Threading refers to the organization of computational work into multiple tasks (processing units that can be scheduled by the operating system). A task is associated with a thread. Multithreading refers to the concurrent execution of threads. When multithreading is possible, substantial performance gains can be realized compared to those that occur in sequential (single-threaded) execution.

The number of threads that the HPQUANTSELECT procedure spawns is determined by the number of CPUs on a machine and can be controlled in the following ways:

  • You can specify the CPU count by using the CPUCOUNT= SAS system option. For example, if you specify the following statement, the HPQUANTSELECT procedure schedules threads as if it were executing on a system that had at most four CPUs:

    options cpucount=4;
    
  • You can specify the NTHREADS= option in the PERFORMANCE statement to determine the number of threads. This specification overrides the system option. Specify NTHREADS=1 to force single-threaded execution.

The number of threads is displayed in the "Performance Information" table, which is part of the default output. The HPQUANTSELECT procedure allocates one thread per CPU.
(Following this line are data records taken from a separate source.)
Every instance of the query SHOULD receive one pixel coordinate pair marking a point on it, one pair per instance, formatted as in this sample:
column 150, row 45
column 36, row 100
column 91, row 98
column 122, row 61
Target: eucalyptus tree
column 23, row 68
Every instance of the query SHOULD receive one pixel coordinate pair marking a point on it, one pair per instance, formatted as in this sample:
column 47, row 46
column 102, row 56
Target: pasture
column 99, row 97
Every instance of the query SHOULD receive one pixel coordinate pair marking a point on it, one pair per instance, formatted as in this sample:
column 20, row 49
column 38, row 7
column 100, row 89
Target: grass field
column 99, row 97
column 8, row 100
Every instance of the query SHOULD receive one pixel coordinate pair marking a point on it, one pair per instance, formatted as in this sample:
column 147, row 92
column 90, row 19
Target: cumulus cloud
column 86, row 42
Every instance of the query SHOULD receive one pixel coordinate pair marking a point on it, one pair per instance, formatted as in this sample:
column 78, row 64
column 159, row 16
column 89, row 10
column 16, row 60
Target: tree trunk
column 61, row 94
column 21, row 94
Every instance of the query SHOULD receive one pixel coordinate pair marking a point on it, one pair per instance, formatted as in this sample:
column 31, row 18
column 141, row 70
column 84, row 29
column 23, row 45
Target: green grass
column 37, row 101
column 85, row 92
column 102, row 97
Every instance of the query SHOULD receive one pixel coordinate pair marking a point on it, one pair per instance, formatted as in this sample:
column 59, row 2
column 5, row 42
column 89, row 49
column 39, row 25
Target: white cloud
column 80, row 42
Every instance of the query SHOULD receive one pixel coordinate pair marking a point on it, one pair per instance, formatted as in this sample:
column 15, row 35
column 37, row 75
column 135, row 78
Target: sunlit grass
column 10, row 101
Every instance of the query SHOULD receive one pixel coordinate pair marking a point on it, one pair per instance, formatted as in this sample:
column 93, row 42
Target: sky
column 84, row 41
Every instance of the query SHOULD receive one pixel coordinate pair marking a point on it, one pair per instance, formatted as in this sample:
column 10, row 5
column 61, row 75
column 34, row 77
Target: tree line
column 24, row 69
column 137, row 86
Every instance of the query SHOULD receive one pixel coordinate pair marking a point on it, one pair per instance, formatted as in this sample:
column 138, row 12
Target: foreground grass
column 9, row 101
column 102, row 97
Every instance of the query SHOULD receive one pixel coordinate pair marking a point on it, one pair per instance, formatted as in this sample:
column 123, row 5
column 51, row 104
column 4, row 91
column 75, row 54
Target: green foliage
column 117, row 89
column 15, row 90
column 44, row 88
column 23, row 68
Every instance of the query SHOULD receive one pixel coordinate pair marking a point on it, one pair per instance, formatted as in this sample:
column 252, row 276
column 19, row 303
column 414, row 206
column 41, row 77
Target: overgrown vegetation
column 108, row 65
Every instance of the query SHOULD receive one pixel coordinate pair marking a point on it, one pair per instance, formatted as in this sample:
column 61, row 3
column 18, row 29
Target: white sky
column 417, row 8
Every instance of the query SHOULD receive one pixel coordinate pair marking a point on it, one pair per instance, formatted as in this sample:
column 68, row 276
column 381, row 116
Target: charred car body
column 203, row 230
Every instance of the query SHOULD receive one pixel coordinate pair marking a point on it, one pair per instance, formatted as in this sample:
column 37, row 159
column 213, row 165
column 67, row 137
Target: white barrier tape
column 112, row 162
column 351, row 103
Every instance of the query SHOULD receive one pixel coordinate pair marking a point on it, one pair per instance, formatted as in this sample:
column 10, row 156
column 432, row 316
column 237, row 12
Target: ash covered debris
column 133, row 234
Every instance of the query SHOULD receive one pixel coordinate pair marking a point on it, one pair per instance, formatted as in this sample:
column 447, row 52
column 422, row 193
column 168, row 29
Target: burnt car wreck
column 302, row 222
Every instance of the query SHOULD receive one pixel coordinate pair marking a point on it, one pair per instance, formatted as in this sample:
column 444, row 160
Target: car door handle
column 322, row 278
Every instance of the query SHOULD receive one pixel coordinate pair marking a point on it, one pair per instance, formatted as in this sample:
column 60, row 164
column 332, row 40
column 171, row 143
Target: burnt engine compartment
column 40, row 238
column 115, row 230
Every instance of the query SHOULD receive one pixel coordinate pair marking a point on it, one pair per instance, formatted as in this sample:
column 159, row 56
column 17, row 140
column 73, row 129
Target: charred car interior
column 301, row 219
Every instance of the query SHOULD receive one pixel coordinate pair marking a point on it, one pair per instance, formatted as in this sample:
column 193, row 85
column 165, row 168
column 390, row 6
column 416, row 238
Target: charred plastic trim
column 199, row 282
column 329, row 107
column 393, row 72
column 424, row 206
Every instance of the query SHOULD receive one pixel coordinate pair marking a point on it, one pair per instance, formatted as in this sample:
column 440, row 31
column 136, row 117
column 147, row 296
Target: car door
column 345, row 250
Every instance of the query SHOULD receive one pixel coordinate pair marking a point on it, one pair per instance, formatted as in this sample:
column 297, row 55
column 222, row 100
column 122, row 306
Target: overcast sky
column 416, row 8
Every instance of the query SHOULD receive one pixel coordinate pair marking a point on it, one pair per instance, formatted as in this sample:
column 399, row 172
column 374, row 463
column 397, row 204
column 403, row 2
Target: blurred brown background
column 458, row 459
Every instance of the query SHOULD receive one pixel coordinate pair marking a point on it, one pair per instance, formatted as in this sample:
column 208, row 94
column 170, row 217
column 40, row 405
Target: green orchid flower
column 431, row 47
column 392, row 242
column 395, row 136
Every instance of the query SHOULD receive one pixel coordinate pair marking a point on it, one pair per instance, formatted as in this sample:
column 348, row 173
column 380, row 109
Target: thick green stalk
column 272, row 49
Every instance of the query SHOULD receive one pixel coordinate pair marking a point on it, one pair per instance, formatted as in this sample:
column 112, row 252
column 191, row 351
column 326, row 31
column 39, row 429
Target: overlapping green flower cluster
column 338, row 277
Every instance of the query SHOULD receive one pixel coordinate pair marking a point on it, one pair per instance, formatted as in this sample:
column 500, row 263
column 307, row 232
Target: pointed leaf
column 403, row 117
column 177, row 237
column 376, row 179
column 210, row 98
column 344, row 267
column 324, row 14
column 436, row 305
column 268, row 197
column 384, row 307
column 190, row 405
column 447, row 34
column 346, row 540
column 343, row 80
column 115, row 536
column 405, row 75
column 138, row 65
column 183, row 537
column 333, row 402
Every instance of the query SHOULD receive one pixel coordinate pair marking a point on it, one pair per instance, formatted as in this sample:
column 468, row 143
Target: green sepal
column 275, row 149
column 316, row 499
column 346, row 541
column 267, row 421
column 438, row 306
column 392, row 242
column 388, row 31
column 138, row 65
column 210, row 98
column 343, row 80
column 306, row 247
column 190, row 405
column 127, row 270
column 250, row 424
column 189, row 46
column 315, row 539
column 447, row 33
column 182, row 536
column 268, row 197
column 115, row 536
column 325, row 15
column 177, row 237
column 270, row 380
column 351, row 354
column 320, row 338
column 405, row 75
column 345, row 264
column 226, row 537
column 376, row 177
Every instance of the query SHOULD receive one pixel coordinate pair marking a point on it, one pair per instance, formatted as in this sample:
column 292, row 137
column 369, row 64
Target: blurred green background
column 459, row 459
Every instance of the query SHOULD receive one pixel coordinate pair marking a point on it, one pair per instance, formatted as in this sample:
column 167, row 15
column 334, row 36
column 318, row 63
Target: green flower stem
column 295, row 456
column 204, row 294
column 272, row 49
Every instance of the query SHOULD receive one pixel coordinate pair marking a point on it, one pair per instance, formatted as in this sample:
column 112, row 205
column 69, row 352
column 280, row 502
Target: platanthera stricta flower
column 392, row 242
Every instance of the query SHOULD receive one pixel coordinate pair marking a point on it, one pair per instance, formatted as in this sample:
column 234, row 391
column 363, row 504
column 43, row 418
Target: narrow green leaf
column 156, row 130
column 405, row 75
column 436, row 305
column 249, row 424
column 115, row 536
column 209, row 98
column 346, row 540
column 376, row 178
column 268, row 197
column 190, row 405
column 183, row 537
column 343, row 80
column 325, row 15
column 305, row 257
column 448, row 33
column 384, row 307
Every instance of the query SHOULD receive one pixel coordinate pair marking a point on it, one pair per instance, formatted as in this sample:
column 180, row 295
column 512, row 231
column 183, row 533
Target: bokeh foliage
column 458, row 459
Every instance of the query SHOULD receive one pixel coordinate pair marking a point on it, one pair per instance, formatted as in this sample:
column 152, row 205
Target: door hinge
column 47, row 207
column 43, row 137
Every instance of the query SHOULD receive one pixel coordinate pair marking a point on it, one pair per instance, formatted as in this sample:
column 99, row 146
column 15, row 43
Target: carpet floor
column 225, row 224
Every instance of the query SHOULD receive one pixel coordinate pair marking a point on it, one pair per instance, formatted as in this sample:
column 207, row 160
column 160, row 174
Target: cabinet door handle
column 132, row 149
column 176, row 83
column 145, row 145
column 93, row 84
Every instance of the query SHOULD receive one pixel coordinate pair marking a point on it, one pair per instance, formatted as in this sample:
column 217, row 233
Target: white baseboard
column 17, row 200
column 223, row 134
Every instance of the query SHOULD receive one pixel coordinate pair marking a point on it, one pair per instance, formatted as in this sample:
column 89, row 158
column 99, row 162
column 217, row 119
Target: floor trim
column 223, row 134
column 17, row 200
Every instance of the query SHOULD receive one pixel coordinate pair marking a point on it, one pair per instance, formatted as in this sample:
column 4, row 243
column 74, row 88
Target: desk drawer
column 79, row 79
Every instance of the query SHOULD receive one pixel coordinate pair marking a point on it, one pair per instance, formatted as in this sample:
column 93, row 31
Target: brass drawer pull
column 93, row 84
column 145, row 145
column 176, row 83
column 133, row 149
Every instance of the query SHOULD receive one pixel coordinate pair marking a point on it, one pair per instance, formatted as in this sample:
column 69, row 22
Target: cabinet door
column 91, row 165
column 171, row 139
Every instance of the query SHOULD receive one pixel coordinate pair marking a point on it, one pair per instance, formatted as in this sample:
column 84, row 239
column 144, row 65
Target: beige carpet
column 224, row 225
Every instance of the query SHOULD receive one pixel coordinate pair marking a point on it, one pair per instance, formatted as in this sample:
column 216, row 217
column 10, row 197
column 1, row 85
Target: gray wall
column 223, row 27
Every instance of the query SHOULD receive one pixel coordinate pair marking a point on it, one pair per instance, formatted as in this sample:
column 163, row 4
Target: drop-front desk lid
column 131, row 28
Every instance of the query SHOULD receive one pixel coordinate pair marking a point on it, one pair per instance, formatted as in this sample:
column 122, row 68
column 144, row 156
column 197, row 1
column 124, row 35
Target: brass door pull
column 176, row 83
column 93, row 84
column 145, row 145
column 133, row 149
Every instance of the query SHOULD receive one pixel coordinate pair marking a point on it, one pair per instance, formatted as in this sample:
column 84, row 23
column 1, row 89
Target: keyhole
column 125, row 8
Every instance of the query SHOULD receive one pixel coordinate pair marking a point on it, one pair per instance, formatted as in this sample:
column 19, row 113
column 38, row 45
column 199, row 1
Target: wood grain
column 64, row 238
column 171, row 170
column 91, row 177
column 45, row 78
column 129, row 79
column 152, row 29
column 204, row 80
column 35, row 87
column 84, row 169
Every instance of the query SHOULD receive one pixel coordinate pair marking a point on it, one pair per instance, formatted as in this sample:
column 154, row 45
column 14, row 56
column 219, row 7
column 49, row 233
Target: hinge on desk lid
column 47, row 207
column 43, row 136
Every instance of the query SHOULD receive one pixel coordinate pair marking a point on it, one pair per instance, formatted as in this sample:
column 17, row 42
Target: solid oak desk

PROC HPQUANTSELECT divides the data processing on a single machine among the threads—that is, the HPQUANTSELECT procedure implements multithreading through a data-parallel model. For example, if the input data set has 1,000 observations and you are running on four threads, then 250 observations are associated with each thread. All operations that require access to the data are then multithreaded. These operations include the following:

  • variable levelization

  • effect levelization

  • formation of the crossproducts matrix

  • quantile regression model fitting

  • estimation of covariance matrix for parameter estimates

  • evaluation of predicted residual sums of check losses on validation and test data

  • scoring of observations

In addition, operations on matrices such as sweeps might be multithreaded if the matrices are of sufficient size to realize performance benefits from managing multiple threads for the particular matrix operation.